C / De l’underground à un art à part entière
Jusqu’en 1996, le mouvement est resté relativement peu connu en dehors du milieu underground. Quelques disques (GrandSlam ! en 1994) et rapports journalistiques ( about : comtemporary poetry) donnèrent au Slam une place de renégat dans la poésie contemporaine américaine. Il restait une forme d’expression minoritaire, notamment auprès des jeunes, dans les formes d’expression contemporaines. Elle fut révélée grâce à l’intérêt des journalistes Tony Award et Paul Devin qui collaborèrent avec le slameur Saul Williams. Grand champion du Nuyorican Poetry Café de Brooklyn et vainqueur de la compétition nationale de Portland en 1996, il fut mis en vedette par Tony Award dans le documentaire »Underground Voices» qui relate le championnat. Il contribua aussi à l’écriture de « SlamNation »où Paul Devin analyse la montée en popularité du Slam.
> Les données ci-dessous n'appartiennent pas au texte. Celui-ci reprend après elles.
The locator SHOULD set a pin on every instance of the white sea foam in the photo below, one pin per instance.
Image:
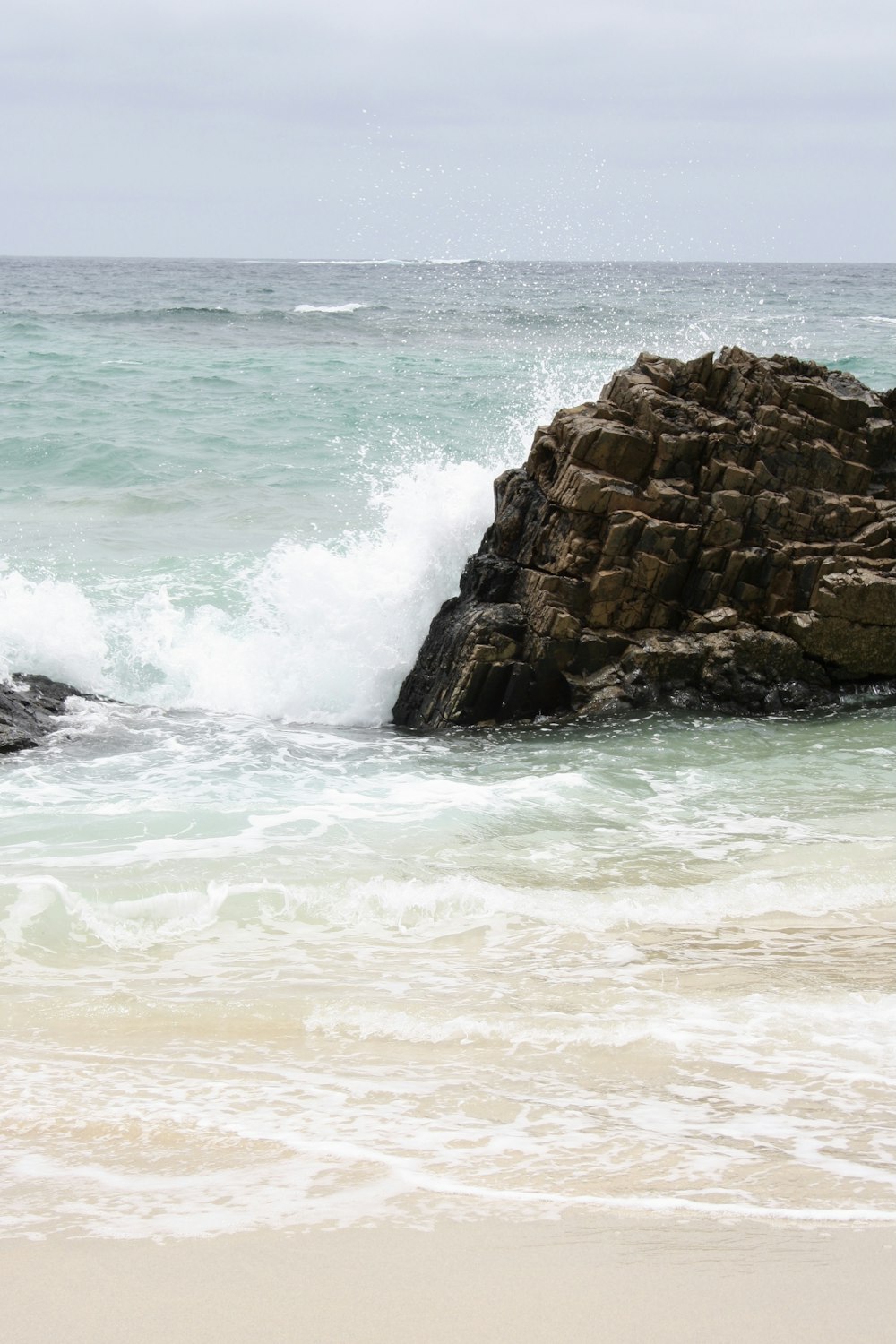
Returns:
(330, 308)
(48, 626)
(325, 633)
Par la suite, en 1997, Saul Williams co-rédigea le scénario du film « Slam » réalisé par Marc Levin. Celui-ci retrace l’histoire d’un ancien prisonnier qui survit en prison grâce au pouvoir de la poésie. Primé caméra d’or au festival de Cannes 1998 et grand prix du Sundance de la même année, « Slam » marque la reconnaissance du slam ou spoken word en tant qu’art à part entière.
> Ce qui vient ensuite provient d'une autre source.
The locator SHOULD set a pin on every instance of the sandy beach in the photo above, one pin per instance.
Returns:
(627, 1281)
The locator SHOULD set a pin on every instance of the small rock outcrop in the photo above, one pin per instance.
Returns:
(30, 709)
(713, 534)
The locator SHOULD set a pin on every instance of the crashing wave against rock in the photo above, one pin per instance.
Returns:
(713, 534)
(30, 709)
Une conséquence immédiate est l’explosion de la popularité du Slam : la presse s’est emparée du phénomène ; CNN était présente aux championnats nationaux d’Austin en 1998 et a suivi deux équipes quelques mois auparavant, PBS aussi, et MTV parle des « Real Worlders »…
Dés lors, les agitations internes de la « Slam Family », les controverses au sujet des votes, donnent lieux à de nombreux articles. La « Slam Family » a quitté le milieu underground et devient une scène à part entière avec ses évènements et ses scandales comme le « Boston Globe Scandale » ( la journaliste et poétesse Patricia Smith rédigea des colonnes enflammées dans le Boston Globe et se vît licenciée pour fabulations, d’où un vaste débat autour de la vérité dans le travail journalistique.).
Des personnalités occupent le devant de la scène , Patricia Smith bien sûr, mais aussi Gayle Danley, Bob Kaufman, Jack McCarthy, qui obtiennent des prix à répétition lors de championnats nationaux et qui eurent une action médiatique non négligeable.
Petit à petit , le Slam se forge une identité dans les milieux musicaux et poétiques américains. Il est reconnu en tant qu’art oral , un art de représentation qui exprime toute sa force dans l’instant de la déclamation. Il est musique de part les rythmes, sonorités et intonations des poètes, lorsque les mots sont vivants en dehors de toute signification, lorsque les impressions et sensations que crée le poète deviennent messages à part entière : lorsque la violence, la rébellion, l’amour et l’injustice sont transmis dans le flot de paroles, dans le fleuve vivant que déclame le poète charismatique.
Le slam est aussi poésie de part les images dont regorgent les chansons, la poésie la moins académique qui soit. Enfin reconnu, ses influences sont plus variées que jamais : les artistes s’inspirent de rythmes hip hop, flamenco, de blues pour les mélodies ; ils décrivent la réalité de la rue, tout ce qui les frappe dans un vaste mouvement contestataire et s’attaquent à des sujets toujours plus variés ( violence, meurtres , sexualité, scandales, racisme, plagiat…).
Le Slam est devenu aux USA le lieu de la liberté d’expression absolue.